■ Audio Short Essay  No.4 ■

◇ 試聴室のマルチアンプ・システムについて ◇

こちらの試聴室で使用している マルチアンプ・システムについて少しお話しましょう。

私が マルチアンプ・システムを使っている理由は・・・

  ■ スピーカーシステムのLCネットワークをパスして、スピーカーユニットとパワーアンプが

    直結されることで、LCネットワークおよび抵抗器によるアッテネータの弊害を回避する。

  ■ スピーカーユニット選定の自由度が大きい。

  ■ 技量に応じて 2Way→3Way→4Way とシステムアップできる。

  ■ 遮断周波数、減衰特性の切り替えが容易、戻すことも簡単。

  ■ スピーカーを生かし切るための、いろいろな手段がある。


このシステムは、長期にわたってオーディオを向上させる場合には適していますが、短期に完成品を望む場合

は適しません。この意味は、長期にわたって技量を磨きながらシステムを拡大する方が、成功率が高く、短期に

これを成そうと思っても、深い迷路に入り込む危険があります。 またトータル・コストもかなりの額になります

ので、機器選定に当たっては、それを導入した後、必ずレベルアップするような方策を心がけます。
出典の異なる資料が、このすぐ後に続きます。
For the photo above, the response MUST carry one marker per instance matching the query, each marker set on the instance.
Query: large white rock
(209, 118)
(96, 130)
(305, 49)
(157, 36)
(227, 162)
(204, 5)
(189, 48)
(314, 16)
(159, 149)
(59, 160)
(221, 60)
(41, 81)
なお、このシステムを導入するに当たって、当初は費用を抑えてながら試行錯誤をする時期があると思います。

最初に 2way から始めるとき、ウーファとツイータのクロス周波数が数kHzと高い場合は、通常、LCネットワーク

で十分です。 3way にすると、ウーファとスコーカの間が 1kHz を下回ってくるので、ここをマルチアンプ化して、

スコーカとツイータの間はLCネットワークを使う方が、コストの上から有利です。だんだんシステムがまとまって

きて資金に余裕が出てきたら、最後にツイータとスコーカの間もマルチアンプ化します。

ウーファが 30cmまでのときは、通常 3way構成、ウーファが 38cmのときは 4way構成が多く用いられます。


このシステムの効果は、何といってもスカッとした歯切れの良さにあります。各帯域ユニットにそれぞれの

パワー・アンプが直結され、アンプの低インピーダンスで直接駆動されるため、低歪で分離のよい音が特徴です。

また、マルチアンプ・システムは、システム・アップに際して不要となる機器が少ないことも長所です。

2wayから3wayに発展させるとき、ウーファ、ツイータはそのまま使用して、スコーカのユニットとパワー・アンプ

を追加すればOKです。ただし最終的に4wayまで組み上げる予定なら、それに適したチャンデバは必要です。

また、後から改善したい帯域が出てきても、その帯域だけのユニット、パワーアンプを交換することも容易です。

最終調整として、たくさんのケーブルを適材適所で使い分けます。高価なケーブルを使わなくても、

各帯域の特性を生かせるケーブルを使えば良いのです。